G-CSF could be produced by several tissues and plays well-known roles in mobilizing BMSCs. There was evidence that showed that MSCs and EPCs were components of the bone marrow pool that actively participated in the tissue recovery [26]. EPCs were previously reported to differentiate into functional endothelia cells (ECs) that assembled microvessels and macrovessels which facilitated carrying nutrient capacity and oxygen transportation [27]. Coculture of MSC conditioned medium and ECs showed that MSCs modulated the proangiogenic protein expression, such as VEGF, to promote its angiogenic potential [10]. As the mRNA expression results in the G-CSF treated group showed, the essential cytokines such as VEGF and IL6 were augmented, and they played critical roles in angiogenesis at the inflammation and proliferative stage. The upregulated IL-10 mRNA and downregulated TNF-α were hypothesized to be associated with the anti-inflammatory effects of HHES and MSCs [5]. The related genes were modulated early to attenuate the inflammation stage as well as promoted angiogenesis. The Ki67+/VWF+ cells detected by IF indicated that the proliferative ECs and the enhanced vasculature contributed to angiogenesis, which benefited wound healing. However, the differentiation capacities of mobilized MSCs and EPCs at the wound skin were not examined, which need to be paid attention to in future studies.

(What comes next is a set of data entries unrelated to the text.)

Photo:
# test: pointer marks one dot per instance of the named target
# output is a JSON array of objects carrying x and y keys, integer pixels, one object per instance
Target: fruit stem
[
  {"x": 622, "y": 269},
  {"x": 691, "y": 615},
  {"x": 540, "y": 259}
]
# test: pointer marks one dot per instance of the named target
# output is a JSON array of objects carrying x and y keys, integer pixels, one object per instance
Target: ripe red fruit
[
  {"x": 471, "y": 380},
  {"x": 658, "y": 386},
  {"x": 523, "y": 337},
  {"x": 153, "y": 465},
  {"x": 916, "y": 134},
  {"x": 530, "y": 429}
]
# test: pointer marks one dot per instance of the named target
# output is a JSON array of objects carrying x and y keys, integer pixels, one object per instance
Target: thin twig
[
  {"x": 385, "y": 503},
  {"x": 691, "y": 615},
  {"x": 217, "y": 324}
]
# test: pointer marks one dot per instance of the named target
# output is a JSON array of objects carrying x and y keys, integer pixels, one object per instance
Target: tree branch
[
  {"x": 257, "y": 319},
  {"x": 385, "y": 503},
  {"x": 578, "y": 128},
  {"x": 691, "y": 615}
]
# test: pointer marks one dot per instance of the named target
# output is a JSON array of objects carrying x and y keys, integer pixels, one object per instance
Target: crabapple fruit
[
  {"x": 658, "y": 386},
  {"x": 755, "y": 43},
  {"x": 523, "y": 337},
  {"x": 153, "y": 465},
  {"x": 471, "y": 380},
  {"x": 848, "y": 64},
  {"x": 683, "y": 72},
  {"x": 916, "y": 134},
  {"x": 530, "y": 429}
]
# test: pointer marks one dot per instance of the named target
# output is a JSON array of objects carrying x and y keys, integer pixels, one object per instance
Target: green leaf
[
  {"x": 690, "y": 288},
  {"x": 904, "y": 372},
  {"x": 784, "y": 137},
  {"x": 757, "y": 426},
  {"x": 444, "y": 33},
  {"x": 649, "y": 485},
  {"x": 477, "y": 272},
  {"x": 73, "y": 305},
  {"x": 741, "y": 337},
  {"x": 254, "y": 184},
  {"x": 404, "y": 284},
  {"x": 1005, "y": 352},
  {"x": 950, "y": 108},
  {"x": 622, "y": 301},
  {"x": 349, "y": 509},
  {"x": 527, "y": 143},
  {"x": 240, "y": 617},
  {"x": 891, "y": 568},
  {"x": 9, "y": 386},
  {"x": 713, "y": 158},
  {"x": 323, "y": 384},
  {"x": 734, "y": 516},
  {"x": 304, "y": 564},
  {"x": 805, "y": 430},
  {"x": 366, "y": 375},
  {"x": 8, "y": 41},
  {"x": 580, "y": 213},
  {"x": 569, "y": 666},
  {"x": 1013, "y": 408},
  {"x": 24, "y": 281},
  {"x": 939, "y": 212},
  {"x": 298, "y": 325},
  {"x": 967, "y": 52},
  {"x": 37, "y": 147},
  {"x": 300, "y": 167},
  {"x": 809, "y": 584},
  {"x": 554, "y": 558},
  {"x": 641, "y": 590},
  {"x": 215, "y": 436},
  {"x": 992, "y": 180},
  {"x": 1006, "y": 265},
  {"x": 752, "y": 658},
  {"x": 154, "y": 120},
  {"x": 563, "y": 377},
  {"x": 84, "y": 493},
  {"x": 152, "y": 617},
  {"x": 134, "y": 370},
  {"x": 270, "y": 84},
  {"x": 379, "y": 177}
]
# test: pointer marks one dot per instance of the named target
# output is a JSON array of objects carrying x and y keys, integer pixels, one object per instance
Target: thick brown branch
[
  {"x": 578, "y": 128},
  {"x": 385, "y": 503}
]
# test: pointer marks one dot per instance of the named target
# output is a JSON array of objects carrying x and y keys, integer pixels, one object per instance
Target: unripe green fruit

This study evaluated the potential role of G-CSF in wound closure after IO resuscitation in hemorrhagic shock combined with cutaneous injury. Our results highlighted that the combined treatment would have a therapeutic effect in suppressing the inflammatory response and vigorously promoting angiogenesis, which indicated that the treatment is effective in the rescue of casualties resulting from war and traffic accidents. These results provide a basis for future investigation of hemorrhagic shock and demonstrate the efficacy of G-CSF as a potent complementary solution for wound healing.